Chiudo questa dettagliata analisi sui dati Audiradio del 1° semestre 2025 (Giorno Medio)
parlando della Sardegna, ultima regione di questa lunghissima serie.
Diciamo intanto che le Radio sarde sono parecchie, che il settore appare più vitale rispetto a quello televisivo
e che negli ultimi tempi si sono affacciate alla ribalta altre antenne, diverse dal classico binomio Radiolina-Radio Sintony
che per diversi anni ha caratterizzato, per la gran parte, la regione.
Insomma c’è più vitalità e magari anche un po’ di sana concorrenza, tanto che non sorprende che anche
su piattaforme satellitari (Sky, Tivùsat) ci siano diverse stazioni dell’isola, che vogliono così farsi ascoltare da un pubblico più vasto.
Ricordo infine che alcuni mesi fa ho provato a elaborare una dettagliata analisi della situazione della radiofonia nell’isola
e nelle sue varie parti (tenendo sempre presente che le province della Sardegna vengono ridefinite in continuazione).
A quell’articolo rimando quanti siano interessati a conoscere meglio tutte le emittenti dell’isola.
Partiamo ora, come di consueto, dai dati delle Radio nazionali in Sardegna, che peraltro sono decisamente le più ascoltate
e nelle prime posizioni assolute, almeno per quel che riguarda le tre stazioni al vertice.
Tuttavia, come in molte altre parti d’Italia, le emittenti locali (sarde) sembrano alla riscossa con Audiradio
e incrementano parecchio gli ascolti, fino a ‘insidiare’ e superare le nazionali meno ‘brillanti’.
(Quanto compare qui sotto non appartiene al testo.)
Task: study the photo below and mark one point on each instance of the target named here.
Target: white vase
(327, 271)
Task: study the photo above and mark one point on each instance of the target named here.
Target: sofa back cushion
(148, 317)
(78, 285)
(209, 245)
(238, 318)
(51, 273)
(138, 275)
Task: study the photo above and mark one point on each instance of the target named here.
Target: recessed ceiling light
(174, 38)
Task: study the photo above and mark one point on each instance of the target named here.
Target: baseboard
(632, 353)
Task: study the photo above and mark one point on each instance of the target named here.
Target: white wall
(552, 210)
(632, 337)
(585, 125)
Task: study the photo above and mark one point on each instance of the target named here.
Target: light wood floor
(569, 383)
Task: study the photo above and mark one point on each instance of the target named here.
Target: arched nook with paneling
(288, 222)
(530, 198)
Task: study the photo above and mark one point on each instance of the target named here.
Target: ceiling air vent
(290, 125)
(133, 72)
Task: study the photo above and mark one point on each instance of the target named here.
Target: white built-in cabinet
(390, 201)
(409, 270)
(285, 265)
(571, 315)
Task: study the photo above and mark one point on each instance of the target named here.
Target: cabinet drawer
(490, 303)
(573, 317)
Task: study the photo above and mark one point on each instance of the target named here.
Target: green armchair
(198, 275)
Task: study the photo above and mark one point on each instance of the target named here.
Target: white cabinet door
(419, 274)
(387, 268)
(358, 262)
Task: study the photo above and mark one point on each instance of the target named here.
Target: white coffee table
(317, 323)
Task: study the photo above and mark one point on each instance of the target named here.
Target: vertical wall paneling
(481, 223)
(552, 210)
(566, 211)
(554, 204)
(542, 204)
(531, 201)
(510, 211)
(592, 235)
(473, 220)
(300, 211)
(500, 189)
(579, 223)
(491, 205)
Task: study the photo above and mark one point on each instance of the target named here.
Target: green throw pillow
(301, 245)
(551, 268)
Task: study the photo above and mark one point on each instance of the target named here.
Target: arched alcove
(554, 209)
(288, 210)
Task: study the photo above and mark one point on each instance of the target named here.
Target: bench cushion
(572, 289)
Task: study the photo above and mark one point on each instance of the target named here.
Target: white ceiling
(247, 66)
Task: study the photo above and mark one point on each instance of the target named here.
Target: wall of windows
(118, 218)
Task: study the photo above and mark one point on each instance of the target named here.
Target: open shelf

L’emittente più seguita in Sardegna in assoluto è pertanto Rds, con un bel 259.
Ma non si tratta di un primato così ferreo, visto che appena sotto, a 256, c’è Radio Italia solomusicaitaliana.
Anche Radio 105 va benino in Sardegna e fa segnare – pur a debita distanza – un interessante 173.
Dopo questo trio c’è un altro po’ di distacco e così è solo quarta nell’isola Rtl 102.5, con 136.
Ma lo è a pari merito, perché sempre a 136 c’è anche Rai Radio 1, in Sardegna più ascoltata rispetto ad altre regioni
anche per via dello statuto di Regione Autonoma, con relative ampie trasmissioni.
Settima (vedremo perché) è invece Radio Kiss Kiss, che ‘si riprende la scena’ in quest’isola, piazzandosi a 118 nel semestre.
La posizione successiva questa volta è appannaggio di Radio Deejay, a 89, seguita da Virgin Radio a 81 e da Radio Monte Carlo a 75.
Non è molto ‘preferita’ qui, invece, Rai Radio 2, che si insedia a 71
ed è ‘insidiata’ anche da una m2o che nel semestre è invece brillante, tanto che arriva fino a 65.
Le altre emittenti nazionali hanno ascolti più modesti.
La prima della fila è una Radiofreccia più ‘tonica’ del solito a 52, seguita da R101 a 48.
Ed eccoci alle ulteriori reti nazionali in Sardegna.
Se la cava stavolta anche Radio 24, che riesce a rimanere a galla a 42.
Non disprezzabile, in fondo, anche l’ascolto di Rai Radio 3 a 38.
Note meno liete per Radio Capital, che è solo a 27, mentre penultima della fila è sempre Radio Zeta, che è ad appena 14.
La maglia nera, infatti, come in diverse altre regioni, va alla fine a Rai Isoradio a 10.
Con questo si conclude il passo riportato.